In its effort to gain maximum from the new policy, the industry has sought safeguarding investments that went into debottlenecking under the policy unveiled in 2008. Besides, they are looking for enhanced returns for the domestic production in relation with the import parity price of urea and a wider band of prices for gas, which is a key requirement for urea production.

   

   

The FAI is demanding that the band of prices for gas be extended to at least US$20 considering the low domestic supply and an anticipated increase in prices by the time the new investment would begin production.

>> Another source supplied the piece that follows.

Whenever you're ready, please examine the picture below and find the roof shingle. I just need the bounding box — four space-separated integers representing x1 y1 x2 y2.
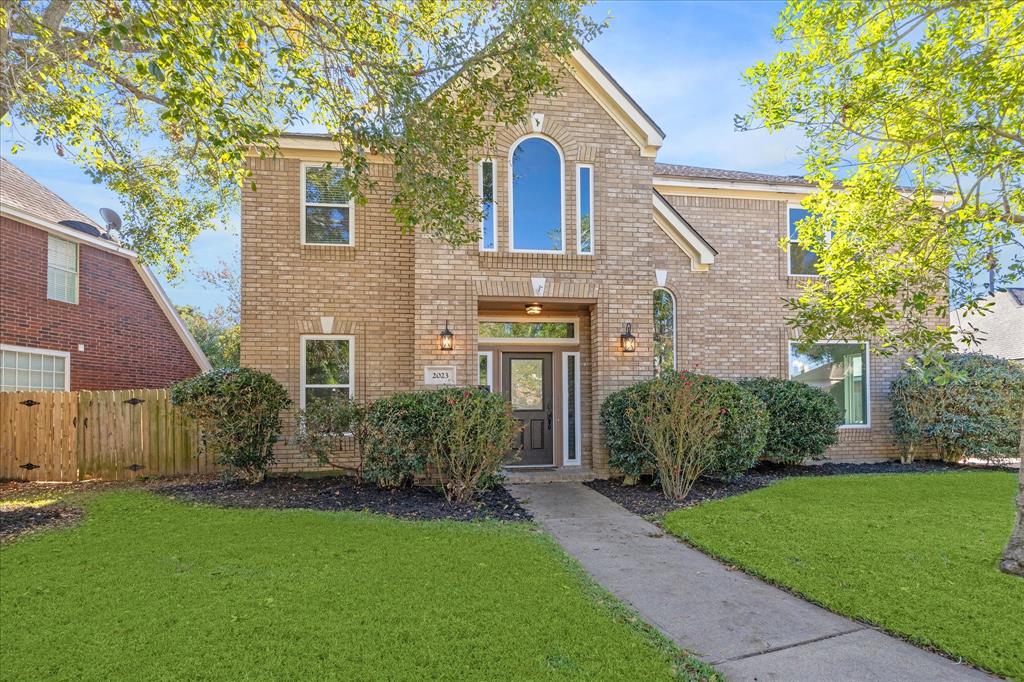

Presently, the fertiliser companies get domestic gas at a landed cost of around US$7, while the price of imported LNG is around US$14 and US$15.

   

   

A sector analyst, who did not want to be quoted, said the keenness to discuss this policy at the earliest was primarily due to the factor that this time the government has learnt some lessons from its earlier mistakes and has formulated a policy that is closer to industry expectations.

   

   

On getting a price more reflective of international price, FAI has asked the government to increase the import parity price for brownfield production to 95% from the existing 90% and that of greenfield to 100% from 95%.

   

   

The new policy is said to be applicable for eight years from the date of start of production. It might take 4-5 years after the policy is notified, for the new investment greenfield plants to become operational. Under the 2008 policy, no investments were made in greenfield projects, while a few manufacturers enhanced production through debottlenecking.